Maybe you consider this good news.  Maybe the though of permanent Republican control of the White House and the Senate makes you chortle with joy.  Fine.  But it’s not sustainable.  Given the partisanship that currently exists, and is likely to continue to grow, a Democratic Party permanently subjected to minority status by an increasingly radical Republican Party, despite being favored by a majority of American voters, will lead to . . . well, I don’t know what.  Democratic Party control isn’t regional so there can be no secession like the Civil War (unless the coasts can secede from the mid-west and south).  But at some point, and soon, there will be a breaking point.

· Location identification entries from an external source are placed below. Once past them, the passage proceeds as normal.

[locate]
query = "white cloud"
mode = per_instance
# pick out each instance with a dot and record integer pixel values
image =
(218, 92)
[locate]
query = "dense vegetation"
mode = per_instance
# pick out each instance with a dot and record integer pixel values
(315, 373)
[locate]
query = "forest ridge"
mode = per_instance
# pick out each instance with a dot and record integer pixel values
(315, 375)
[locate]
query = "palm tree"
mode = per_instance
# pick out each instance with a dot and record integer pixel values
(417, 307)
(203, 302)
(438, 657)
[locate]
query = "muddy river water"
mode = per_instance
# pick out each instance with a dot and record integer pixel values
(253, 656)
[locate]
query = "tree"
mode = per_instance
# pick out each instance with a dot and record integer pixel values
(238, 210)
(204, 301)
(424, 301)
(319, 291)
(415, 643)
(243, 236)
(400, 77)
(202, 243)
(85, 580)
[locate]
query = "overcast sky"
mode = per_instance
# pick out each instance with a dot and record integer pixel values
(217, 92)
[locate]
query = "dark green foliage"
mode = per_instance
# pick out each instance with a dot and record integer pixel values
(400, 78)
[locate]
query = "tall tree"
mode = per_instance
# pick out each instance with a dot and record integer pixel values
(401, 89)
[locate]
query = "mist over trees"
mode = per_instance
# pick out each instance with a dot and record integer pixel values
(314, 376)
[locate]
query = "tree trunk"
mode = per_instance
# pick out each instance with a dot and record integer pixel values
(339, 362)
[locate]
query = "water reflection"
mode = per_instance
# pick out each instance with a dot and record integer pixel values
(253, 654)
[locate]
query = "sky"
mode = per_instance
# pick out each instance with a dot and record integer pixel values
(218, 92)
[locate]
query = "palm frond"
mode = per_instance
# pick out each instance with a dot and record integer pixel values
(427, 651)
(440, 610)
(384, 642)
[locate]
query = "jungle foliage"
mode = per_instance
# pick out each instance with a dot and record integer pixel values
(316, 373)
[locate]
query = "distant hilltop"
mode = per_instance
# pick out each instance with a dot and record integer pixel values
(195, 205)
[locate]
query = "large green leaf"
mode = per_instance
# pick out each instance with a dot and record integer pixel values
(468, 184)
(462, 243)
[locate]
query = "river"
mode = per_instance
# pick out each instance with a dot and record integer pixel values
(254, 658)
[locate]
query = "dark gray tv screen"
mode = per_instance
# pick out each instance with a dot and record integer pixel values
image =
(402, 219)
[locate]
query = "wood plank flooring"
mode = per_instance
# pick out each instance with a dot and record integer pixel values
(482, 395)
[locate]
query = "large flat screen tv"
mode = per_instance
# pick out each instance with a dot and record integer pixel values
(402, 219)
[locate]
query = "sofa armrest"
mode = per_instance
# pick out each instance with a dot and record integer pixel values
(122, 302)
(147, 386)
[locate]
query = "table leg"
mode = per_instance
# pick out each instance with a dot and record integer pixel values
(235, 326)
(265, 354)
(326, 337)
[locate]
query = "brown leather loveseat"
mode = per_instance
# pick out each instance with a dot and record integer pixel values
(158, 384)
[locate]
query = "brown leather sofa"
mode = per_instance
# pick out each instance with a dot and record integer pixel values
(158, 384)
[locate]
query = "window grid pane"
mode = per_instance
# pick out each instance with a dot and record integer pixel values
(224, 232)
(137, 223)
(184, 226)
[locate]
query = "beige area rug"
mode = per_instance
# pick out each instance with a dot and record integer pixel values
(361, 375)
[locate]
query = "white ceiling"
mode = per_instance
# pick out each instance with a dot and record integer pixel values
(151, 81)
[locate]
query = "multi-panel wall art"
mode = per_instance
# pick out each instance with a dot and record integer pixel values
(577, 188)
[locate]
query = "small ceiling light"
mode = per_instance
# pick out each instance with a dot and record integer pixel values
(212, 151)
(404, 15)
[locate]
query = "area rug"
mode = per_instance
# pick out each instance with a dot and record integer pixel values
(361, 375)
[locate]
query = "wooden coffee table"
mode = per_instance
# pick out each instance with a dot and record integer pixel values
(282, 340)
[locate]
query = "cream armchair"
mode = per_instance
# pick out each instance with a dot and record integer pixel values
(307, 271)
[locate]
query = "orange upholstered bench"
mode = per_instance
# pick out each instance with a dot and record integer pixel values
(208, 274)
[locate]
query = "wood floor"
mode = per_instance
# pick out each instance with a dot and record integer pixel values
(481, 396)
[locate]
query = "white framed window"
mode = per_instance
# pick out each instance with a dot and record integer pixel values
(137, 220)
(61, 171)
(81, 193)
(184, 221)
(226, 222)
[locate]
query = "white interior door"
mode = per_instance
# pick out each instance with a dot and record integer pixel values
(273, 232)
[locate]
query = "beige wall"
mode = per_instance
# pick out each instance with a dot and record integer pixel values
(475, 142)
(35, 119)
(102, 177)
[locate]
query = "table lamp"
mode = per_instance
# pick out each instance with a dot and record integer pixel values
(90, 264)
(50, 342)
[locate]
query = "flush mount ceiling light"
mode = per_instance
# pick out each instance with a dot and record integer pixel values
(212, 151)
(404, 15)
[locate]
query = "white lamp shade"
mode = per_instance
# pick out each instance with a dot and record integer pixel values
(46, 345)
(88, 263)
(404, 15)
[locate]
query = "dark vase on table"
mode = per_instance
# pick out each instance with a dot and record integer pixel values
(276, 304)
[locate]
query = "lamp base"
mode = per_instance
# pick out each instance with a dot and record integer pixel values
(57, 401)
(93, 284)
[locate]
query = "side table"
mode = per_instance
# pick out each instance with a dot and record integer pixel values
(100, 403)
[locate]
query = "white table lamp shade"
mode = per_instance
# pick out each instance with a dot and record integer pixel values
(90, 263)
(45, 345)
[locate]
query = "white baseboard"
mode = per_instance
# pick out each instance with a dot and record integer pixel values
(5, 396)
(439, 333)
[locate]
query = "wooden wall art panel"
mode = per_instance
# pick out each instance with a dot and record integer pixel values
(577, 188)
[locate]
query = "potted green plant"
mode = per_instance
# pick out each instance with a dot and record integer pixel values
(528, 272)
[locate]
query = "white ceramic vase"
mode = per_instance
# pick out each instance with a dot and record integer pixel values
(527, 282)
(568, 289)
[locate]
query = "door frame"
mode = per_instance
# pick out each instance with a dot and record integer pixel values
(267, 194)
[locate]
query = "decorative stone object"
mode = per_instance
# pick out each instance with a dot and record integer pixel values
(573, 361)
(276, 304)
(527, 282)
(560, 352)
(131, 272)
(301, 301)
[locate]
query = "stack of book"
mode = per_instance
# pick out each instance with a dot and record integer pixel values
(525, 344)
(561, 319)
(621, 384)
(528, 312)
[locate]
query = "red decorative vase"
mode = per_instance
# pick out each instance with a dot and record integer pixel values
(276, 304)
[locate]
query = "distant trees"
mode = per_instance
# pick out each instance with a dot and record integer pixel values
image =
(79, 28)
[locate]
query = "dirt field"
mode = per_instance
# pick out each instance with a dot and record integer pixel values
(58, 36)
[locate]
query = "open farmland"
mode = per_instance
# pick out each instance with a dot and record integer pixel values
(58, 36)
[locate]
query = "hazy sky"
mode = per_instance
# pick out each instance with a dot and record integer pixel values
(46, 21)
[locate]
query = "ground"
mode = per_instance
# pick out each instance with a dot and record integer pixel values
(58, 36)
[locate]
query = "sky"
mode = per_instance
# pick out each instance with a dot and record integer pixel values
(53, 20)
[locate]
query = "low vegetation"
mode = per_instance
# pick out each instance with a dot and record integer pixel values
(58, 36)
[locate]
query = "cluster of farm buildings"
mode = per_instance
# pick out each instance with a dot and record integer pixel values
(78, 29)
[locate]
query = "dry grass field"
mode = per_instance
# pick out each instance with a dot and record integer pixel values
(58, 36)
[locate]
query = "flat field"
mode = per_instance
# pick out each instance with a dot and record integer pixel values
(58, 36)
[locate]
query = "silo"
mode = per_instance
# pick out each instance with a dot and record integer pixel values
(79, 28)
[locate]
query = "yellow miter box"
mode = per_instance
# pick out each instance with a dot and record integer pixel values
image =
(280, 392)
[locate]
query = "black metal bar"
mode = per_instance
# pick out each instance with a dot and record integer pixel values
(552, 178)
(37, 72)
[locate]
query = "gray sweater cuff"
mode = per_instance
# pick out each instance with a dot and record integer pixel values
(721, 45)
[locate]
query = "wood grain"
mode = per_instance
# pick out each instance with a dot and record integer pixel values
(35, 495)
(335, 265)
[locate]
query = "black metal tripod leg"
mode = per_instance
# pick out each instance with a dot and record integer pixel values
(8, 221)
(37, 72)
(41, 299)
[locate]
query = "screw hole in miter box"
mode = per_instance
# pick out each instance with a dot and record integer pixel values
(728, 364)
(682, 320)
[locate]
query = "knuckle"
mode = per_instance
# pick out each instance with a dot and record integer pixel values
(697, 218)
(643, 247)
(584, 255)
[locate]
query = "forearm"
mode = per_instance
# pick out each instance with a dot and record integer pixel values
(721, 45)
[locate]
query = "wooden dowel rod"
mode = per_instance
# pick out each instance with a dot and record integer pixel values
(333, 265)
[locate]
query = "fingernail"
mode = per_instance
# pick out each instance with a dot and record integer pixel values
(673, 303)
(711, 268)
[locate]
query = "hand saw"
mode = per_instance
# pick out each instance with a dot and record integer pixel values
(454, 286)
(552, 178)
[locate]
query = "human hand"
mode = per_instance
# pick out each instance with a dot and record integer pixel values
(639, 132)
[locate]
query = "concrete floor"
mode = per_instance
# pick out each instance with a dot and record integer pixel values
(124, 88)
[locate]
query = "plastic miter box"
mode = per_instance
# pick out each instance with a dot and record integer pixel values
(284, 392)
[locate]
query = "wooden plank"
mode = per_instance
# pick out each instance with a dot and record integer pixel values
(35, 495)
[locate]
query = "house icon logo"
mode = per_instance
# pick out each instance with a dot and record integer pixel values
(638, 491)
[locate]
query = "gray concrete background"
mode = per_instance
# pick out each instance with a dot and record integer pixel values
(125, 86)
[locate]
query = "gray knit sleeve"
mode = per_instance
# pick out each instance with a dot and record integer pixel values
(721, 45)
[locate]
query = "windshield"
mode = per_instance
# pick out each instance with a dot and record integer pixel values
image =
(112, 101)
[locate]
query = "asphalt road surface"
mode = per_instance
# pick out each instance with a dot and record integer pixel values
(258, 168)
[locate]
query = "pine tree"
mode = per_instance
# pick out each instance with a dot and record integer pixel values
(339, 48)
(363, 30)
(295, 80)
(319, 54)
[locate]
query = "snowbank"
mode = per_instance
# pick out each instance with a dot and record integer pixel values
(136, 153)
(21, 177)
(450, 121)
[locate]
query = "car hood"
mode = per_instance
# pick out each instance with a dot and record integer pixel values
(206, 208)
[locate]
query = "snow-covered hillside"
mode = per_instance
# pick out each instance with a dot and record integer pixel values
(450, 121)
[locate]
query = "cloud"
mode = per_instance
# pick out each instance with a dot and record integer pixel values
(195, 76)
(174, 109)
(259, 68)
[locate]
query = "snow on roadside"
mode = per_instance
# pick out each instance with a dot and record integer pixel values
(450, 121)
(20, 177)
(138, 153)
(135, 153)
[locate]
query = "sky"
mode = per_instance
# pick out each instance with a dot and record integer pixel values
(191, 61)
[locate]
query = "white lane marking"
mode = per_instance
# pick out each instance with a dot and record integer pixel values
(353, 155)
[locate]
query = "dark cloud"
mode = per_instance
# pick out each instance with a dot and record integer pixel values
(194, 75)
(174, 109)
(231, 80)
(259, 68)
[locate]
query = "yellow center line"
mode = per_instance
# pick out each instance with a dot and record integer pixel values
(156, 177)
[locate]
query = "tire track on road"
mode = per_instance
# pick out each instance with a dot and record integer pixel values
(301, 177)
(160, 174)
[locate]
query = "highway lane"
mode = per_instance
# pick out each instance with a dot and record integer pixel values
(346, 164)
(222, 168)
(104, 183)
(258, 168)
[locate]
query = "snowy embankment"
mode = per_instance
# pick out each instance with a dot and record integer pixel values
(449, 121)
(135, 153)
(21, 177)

What is the answer?  I have no idea.  The problem lies deep in the heart of the US Constitution, a document conceived before social media, mass communication, and leaders without souls or morals.  This will take a fundamental re-thinking of the structure of the Government, more than tinkering with the composition of the Supreme Court.  And it will have to be done by leaders who care more about creating a valid system of government than winning political advantage.

The three people in Washington, DC, that qualify can meet in a phone booth, if DC still has phone booths.

Update: A quick clarification based on one of the comments (thanks for the comment!).  George HW Bush won in 1992 as the incumbent Vice President running to succeed a termed-out President, so he was the incumbent in that election.

And while Bill Clinton won in 1996 with less than 50% of the vote, he did get more popular votes than George HW Bush.  So, in the past twenty years, the number of Republicans who won the Electoral College despite getting fewer popular votes = 2, Democratic winners in the Electoral College despite getting fewer popular votes = 0.

And by the way, Clinton got fewer than 50% of the popular vote largely because of third party candidate Ross Perot who, contrary to myth, did NOT cost Bush the election.